How to order a drink at the bar
Tips on how to order a drink at the bar so that you get what you want
A crowded bar of well dressed patrons can make you feel like you've stepped into the past. These days, posh bars offer an array of complex cocktails from muddled and rimmed to classy 1920s Sidecars in fancy glassware.
The more the place is hopping, the greater the pressure there is to order quickly and clearly.
Step into a bar at happy hour or on a Friday night and you'll see bartenders don't write a thing down no matter how busy they are. There's a simple formula to ordering a drink that allows them to stay in the zone of pouring, shaking and stirring without stopping. Learn how to order a drink at the bar and you'll get exactly what you ordered.
The Correct Way to Order a Mixed Drink
Type of liquor
Name of liquor brand if you want something specific
Mixer (soda or juice)
If you're drinking scotch or another type of liquor without a mixer, specify whether you want it "straight" (without ice) or "on the rocks" (with ice). "I'll have a scotch on the rocks, please."
How to order a drink at the bar
Beer and Wine
Aside from water and non-alcoholic drinks, beer and wine are the easiest to order. For beer, try to get a look at the pull tabs so you know what's on draft (or tap) and what's by the bottle. Most places will have a house white and red wine, the kind they order the highest volume of to offer a slightly lower price per glass. Since wine goes bad quickly once opened, most bars will only offer a handful of varieties.
After ordering, bartenders may ask you if you want "well". Like house wine, well liquors are the cheapest and sometimes lower qualities, but many people can't tell much of a difference between a great whiskey and a good one if their mixing it with soda anyway.
Since bartenders fill the glass with ice and pour liquor first, booze always goes first in your order. For example, if you want a common drink like a Jack and Coke or rum and coke, she'll pour a shot of bourbon or rum first before topping it off with soda.
Mixed drinks typically consist of one type of liquor and one mixer so these are fairly straight forward as well. There are a few that call for two citrus juices. For instance, a Madras is Vodka, cranberry and orange juice. If you know what ingredients you want, but don't know the name of a drink, just list out the ingredients.
Complex cocktails are back in a big way. If you've been in a major city lately, you may have stopped by a place like the Brandy Library in NYC where bartenders show meticulous attention to detail right down to the kind of ice a drink requires to taste its best. Many of these places have a cocktail menu to help beginners.
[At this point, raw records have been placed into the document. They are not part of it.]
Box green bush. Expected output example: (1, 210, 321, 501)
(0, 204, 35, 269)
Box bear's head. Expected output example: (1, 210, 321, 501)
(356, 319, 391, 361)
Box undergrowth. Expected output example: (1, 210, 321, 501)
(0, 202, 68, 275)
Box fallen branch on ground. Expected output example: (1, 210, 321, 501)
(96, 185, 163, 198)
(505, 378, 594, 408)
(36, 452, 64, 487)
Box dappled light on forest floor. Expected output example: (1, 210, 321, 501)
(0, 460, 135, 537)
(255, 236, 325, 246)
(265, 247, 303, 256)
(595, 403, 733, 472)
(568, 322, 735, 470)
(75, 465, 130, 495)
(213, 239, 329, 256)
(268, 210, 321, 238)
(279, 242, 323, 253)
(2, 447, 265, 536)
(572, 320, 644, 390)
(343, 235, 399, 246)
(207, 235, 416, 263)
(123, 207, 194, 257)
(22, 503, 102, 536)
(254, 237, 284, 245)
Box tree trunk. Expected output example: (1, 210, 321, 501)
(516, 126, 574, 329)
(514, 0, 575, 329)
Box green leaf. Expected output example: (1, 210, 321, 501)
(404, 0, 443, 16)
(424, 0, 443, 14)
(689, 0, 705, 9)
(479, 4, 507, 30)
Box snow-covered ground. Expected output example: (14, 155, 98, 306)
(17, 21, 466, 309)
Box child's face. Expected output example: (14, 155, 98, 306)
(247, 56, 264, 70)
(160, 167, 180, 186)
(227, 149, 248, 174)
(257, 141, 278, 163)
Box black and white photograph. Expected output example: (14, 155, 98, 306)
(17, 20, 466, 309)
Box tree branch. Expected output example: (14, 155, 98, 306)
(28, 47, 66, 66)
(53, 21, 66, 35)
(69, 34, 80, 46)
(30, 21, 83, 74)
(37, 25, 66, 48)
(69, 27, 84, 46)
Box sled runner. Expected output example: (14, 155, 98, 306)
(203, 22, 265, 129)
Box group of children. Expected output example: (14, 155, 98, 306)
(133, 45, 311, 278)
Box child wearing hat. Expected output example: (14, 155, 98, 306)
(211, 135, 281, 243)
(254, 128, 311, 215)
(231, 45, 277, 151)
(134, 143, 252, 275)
Cocktail menus are a mix of classic drinks and specialties created or customized by the bar. Many will include all of the ingredients and the price, which can be anywhere from $8 to $20 depending on where you are.
How to decide! A simple way is to read the ingredients and choose based on sweet V.S. savory, or whichever one has the base liquor you prefer.
Don't bother to order one of these at a dive bar, unless you're trying to make the bartender chuckle.
Rims and Garnishes
Similar to ordering a burger, classic drinks like margaritas and martinis will call for a few specifications. You'll have mastered how to order a drink at the bar when you can get a martini exactly how you want it. To do that, you just need to know some basics and experiment to see what suits your tastes:
- Gin or Vodka
- Do you want it dirty (with olive juice)
- Do you want it dry (with dry vermouth)
- Would you like a twist (slither of rind, usually from a lemon)
Margaritas are a refreshing drink with few choices to make. Ordering one with salt means the top edge of the specially shaped margarita glass will be dipped in water then a plate of salt, which you'll taste in almost every sip. Simply say "unsalted" if you don't want salt.
Now that you know the basics, practice, practice, practice. Don't let others order for you or you'll never get comfortable talking to bartenders. Getting a drink when a bar is busy can feel like a sporting event, but don't get impatient. Raise your hand or finger until they make eye contact to let you know they see you and will be with you soon.
If the bar's not busy, ask your bartender for a recommendation. Many of them like to get creative and will enjoy making you something special or seasonal like an autumn cocktail. Whether the place is busy or dead, always remember to tip!